D. Qualified Immunity

Defendants also argue they are entitled to qualified immunity in their individual capacities. (Mot. at 11.) Whether Defendants are entitled to qualified immunity is a legal question. Wilder v. Turner, 490 F.3d 810, 813 (10th Cir.2007).

Resolution of a dispositive motion based on qualified immunity involves a two-pronged inquiry. First, a court must decide whether the facts that a plaintiff has alleged or shown make out a violation of a constitutional right. Second, ... the court must decide whether the right at issue was clearly established at the time of the defendant's alleged misconduct. With regard to this second [prong], the relevant, dispositive inquiry in determining whether a right is clearly established is whether it would be clear to a reasonable officer that his conduct was unlawful under the circumstances presented.

Herrera v. City of Albuquerque, 589 F.3d 1064, 1070 (10th Cir. 2009) (internal quotation marks and citations omitted). "A reviewing court may exercise [its] sound discretion in deciding which of the two prongs of the qualified immunity analysis should be addressed first in light of the circumstances in the particular case at hand." Id. "Qualified immunity is applicable unless" the plaintiff can satisfy both prongs of the inquiry. Id. Having concluded that Plaintiff has failed to state a claim for a constitutional violation, Defendants are entitled to qualified immunity from Plaintiff's § 1983 claims.

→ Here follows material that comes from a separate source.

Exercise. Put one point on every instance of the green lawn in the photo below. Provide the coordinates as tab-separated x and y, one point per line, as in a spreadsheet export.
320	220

WHEREFORE, for the foregoing reasons, I respectfully

RECOMMEND that Defendants' "Motion to Dismiss" (Doc. No. 44) be GRANTED and that Plaintiff's "Motion for Summary Judgment Pursuant to USCS Fed. R. Civ. Proc. R. 56(b)" (Doc. No. 56) be DENIED as moot.

ADVISEMENT TO THE PARTIES

Within fourteen days after service of a copy of the Recommendation, any party may serve and file written objections to the Magistrate Judge's proposed findings and recommendations with the Clerk of the United States District Court for the District of Colorado. 28 U.S.C. 636(b)(1); Fed.R.Civ.P. 72(b); In re Griego, 64 F.3d 580, 583 (10th Cir. 1995). A general objection that does not put the district court on notice of the basis for the objection will not preserve the objection for de novo review. "[A] party's objections to the magistrate judge's report and recommendation must be both timely and specific to preserve an issue for de novo review by the district court or for appellate review." United States v. One Parcel of Real Prop. Known As 2121 East 30th Street, Tulsa, Okla., 73 F.3d 1057, 1060 (10th Cir. 1996). Failure to make timely objections may bar de novo review by the district judge of the magistrate judge's proposed findings and recommendations and will result in a waiver of the right to appeal from a judgment of the district court based on the proposed findings and recommendations of the magistrate judge. See Vega v. Suthers, 195 F.3d 573, 579-80 (10th Cir. 1999) (a district court's decision to review a magistrate judge's recommendation de novo despite the lack of an objection does not preclude application of the "firm waiver rule"); One Parcel of Real Prop., 73 F.3d at 1059-60 (a party's objections to the magistrate judge's report and recommendation must be both timely and specific to preserve an issue for de novo review by the district court or for appellate review); Int'l Surplus Lines Ins. Co. v. Wyo. Coal Ref. Sys., Inc., 52 F.3d 901, 904 (10th Cir. 1995) (by failing to object to certain portions of the magistrate judge's order, cross-claimant had waived its right to appeal those portions of the ruling); Ayala v. United States, 980 F.2d 1342, 1352 (10th Cir. 1992) (by their failure to file objections, plaintiffs waived their right to appeal the magistrate judge's ruling); but see, Morales-Fernandez v. INS, 418 F.3d 1116, 1122 (10th Cir. 2005) (firm waiver rule does not apply when the interests of justice require review).